I think that one of the most difficult things to do is find a balance between all of the competing priorities that stand before us in a day. There are many amazing people out there offering to teach us their tactics for high performance, productivity and time management, but I find the more I look at them, the more confused I become.

Throughout this past year, I have really had to challenge myself to let go of old beliefs in order to become more productive. The things I have learned have actually not come from others, but instead, have come from listening to myself. One of my mentors said that we should let go of menial tasks, hire someone to do the shopping and laundry for instance. Doing this would open the day for more productive endeavors. When I thought about it, I did think, yes, it would be nice to delegate these things some of the time. However, for me, doing laundry is self-care. I take time to fold my laundry and just be in that moment, perhaps with music or my own thoughts. It is meditative. So, giving that up would not be healthy for me.
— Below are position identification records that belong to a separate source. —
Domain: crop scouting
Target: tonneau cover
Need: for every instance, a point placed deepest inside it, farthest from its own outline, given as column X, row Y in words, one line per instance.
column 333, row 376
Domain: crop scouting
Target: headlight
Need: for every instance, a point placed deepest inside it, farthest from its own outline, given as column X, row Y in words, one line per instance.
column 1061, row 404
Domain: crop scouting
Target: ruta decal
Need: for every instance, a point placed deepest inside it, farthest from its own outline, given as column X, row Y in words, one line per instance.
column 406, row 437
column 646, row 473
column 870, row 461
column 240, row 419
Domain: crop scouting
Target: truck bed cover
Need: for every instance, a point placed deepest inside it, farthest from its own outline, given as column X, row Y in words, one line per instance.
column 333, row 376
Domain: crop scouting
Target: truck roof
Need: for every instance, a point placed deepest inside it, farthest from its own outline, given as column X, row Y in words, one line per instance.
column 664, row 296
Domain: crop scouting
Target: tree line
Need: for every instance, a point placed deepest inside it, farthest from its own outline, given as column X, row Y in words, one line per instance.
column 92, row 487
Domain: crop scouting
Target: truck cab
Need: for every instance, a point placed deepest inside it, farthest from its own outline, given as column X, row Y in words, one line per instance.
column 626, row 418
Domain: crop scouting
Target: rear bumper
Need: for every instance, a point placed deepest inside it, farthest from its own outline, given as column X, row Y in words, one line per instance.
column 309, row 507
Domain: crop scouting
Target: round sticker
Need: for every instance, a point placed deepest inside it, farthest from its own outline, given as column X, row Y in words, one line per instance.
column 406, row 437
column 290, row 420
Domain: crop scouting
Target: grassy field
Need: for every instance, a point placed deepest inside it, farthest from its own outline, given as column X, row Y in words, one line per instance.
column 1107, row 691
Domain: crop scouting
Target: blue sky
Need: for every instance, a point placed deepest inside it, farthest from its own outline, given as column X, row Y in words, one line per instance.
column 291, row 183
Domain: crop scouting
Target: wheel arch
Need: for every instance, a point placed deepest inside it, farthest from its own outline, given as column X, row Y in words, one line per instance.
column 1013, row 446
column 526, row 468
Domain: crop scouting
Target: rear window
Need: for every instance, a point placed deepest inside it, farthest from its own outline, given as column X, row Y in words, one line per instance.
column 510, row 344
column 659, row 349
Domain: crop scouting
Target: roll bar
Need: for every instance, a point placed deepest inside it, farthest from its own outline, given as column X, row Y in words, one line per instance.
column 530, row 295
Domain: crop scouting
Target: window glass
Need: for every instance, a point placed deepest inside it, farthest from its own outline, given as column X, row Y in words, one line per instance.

I challenge you to think carefully about what you really love about your life, what makes you feel alive and makes you want to get up in the morning. On the flip side, what could you let go of? What does not get you excited? What do you do because you think you should, or someone else thinks you should?

I imagine we can all find things that we could put on these lists and become more effective by doing so. By doing this exercise myself, I am finding a better rhythm.

I do like to feel as if I am going a million miles an hour one day and then completely ineffective the next day. Ineffectiveness for me comes from feeling overwhelmed by the things I should be doing, but I am not good at and therefore ignore. There are definitely things that I could delegate and as I started to identify them, real change began for me. What I really need to get done (things I do not like doing or am simply not good at), I will delegate, and then apply THAT time to something that I AM good at and creates benefits down the line.

What things are on your to-do list that you could delegate to someone else?
If you did, what would you spend your time on? When you look at things this way, does it give you the push you need to reorganize your time?

I believe it is really about what strengths you have, not about anyone else’s program. The challenge is to start to create your own program, your own rhythm. The awesome thing is that there are a lot of great people out there willing to share their ideas and just get you thinking about options. But! If one program does not work for you that is ok. Keep looking, be curious and create the best strategy for your happiest life, one day at a time.

I hope these ideas benefit you in some way.